Antoinette Defoundoux-Fila
Rochester Institute of Technology
United States

Siddarth Lakshmanan
Rochester Institute of Technology
United States

Johnathan Flores
Rochester Institute of Technology
United States

Jennifer O'Neil
Rochester Institute of Technology
United States

 

Abstract:

This work aims to address a critical knowledge gap in jet nebulizers used with hand-cranked compressors (commonly known as human-powered nebulizers). By observing nebulizer operation, the possibility for a lower flow rate (4 LPM) while maintaining a particle drop size of 5 μm is investigated through experimentation. Worldwide respiratory disease remains a leading cause of death and disability. Accessibility to health care in low resource countries is quite challenging, resulting to the use of hand cranked compressors with nebulizers that require high airflow rates, decreasing ease of operation. Therefore, the primary focus will be on modifying the internal geometry of the jet nebulizer, specifically the baffle shape, to allow a lower airflow rate while maintaining the required drop size. To do this, QVI metrology equipment was used to investigate geometric parameters of several off-the-shelf jet nebulizers. From these measurements, a standard model was developed to serve as a template for new designs.
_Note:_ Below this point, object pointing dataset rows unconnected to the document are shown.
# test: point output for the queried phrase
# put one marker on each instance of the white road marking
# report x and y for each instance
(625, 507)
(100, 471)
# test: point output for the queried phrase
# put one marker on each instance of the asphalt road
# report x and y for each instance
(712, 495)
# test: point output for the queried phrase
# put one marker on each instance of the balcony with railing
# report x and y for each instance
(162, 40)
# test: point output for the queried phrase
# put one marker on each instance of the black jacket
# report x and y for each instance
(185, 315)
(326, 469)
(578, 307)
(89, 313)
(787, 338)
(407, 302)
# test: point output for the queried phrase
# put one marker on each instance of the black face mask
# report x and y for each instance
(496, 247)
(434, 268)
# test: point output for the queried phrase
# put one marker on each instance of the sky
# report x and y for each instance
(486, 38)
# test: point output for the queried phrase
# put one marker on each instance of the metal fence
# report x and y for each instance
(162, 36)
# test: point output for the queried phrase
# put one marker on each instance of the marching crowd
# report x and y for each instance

An investigation of airflow and particle size distribution of the Hudson Micro Mist was conducted using a Sympatec Laser Diffraction system and compared with industry data to validate the experimental setup. New designs were created by changing baffle shape, hemispherical to conical, or adding additional outputs to increase atomization. These novel designs were printed using ABS and an experimental investigation of the resulting airflow and particle size distribution is in progress. From the experimental data, a computational fluid dynamic analysis was modeled to determine the output atomized liquid velocity towards the baffle for final spray distribution.